Friday, June 16, 2006

Paradise, Wang Ping

Eighth in the series is Wang Ping's Paradise, a series of poems and oral histories that chronical the effects of globalization on Chinese workers. An excerpt:

My Mountain Lotus,
Is this the paradise you've been seeking--
sweatshop, factory, restaurant, hair salon, house cleaning?
You wept in each letter: lonely, tired, broke, broke.
"Come home," I said, "better poor together than rich apart."
"Only fools like you plough the fields," you wrote back.
Then no words or money, only cousin's message:
"She rubs foreigners' feet in hotels
and hangs with fat old men.
Earrings, bracelets, hair like a bird nest . . .
Oh man she look shot, but not for you.
Hurry, claim your right as a man.
Enclosed is travel money.
Work on construction sites to pay me back."

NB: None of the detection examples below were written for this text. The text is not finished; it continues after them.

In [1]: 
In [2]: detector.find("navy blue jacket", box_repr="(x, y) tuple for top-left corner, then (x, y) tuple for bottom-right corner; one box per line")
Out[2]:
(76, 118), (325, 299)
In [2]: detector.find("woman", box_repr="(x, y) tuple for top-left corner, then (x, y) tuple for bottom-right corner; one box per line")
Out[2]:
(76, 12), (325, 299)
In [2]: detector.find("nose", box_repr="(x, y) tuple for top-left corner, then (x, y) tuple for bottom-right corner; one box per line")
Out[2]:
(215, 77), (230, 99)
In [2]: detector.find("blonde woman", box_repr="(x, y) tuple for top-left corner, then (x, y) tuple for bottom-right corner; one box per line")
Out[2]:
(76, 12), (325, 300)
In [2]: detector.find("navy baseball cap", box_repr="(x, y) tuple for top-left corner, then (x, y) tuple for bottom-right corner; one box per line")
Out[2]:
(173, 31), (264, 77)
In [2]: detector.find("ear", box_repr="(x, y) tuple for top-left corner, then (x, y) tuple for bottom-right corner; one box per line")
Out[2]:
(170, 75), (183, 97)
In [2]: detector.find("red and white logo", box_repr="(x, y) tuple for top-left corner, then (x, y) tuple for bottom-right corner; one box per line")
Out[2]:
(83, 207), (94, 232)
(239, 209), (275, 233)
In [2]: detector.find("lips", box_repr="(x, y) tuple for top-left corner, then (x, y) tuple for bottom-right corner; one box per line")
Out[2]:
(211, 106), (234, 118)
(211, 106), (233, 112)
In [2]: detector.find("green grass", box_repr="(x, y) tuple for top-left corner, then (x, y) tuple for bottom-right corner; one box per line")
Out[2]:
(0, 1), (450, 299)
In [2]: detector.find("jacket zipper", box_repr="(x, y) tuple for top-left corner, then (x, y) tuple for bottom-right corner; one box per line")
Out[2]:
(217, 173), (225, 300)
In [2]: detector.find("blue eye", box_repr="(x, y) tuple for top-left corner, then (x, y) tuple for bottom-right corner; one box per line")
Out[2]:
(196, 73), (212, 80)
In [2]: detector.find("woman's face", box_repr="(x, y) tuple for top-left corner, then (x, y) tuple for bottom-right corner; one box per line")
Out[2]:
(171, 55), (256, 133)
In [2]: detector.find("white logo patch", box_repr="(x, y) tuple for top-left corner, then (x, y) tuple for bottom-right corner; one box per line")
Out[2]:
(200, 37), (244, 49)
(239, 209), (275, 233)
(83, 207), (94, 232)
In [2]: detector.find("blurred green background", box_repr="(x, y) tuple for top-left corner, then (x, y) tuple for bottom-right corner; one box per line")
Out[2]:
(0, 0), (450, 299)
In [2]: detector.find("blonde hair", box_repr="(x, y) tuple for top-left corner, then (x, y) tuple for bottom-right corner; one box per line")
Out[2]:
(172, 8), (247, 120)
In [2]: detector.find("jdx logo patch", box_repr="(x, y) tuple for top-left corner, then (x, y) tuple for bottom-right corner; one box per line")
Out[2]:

WANG PING was born in Shanghai and grew up on a small island in the East China Sea. After three years of farming in a mountain village, she attended Beijing University. In 1985 she left China to study in the U.S., earning her Ph.D. from New York University. She is the acclaimed author of the short story collection American Visa, the novel Foreign Devil, the poetry collection Of Flesh and Spirit, the cultural study Aching for Beauty: Footbinding in China, and most recently The Magic Whip, a second collection of poetry. Wang is also the editor and co-translator of the anthology New Generations: Poetry from China Today. She lives in St. Paul, Minnesota, and teaches at Macalester College.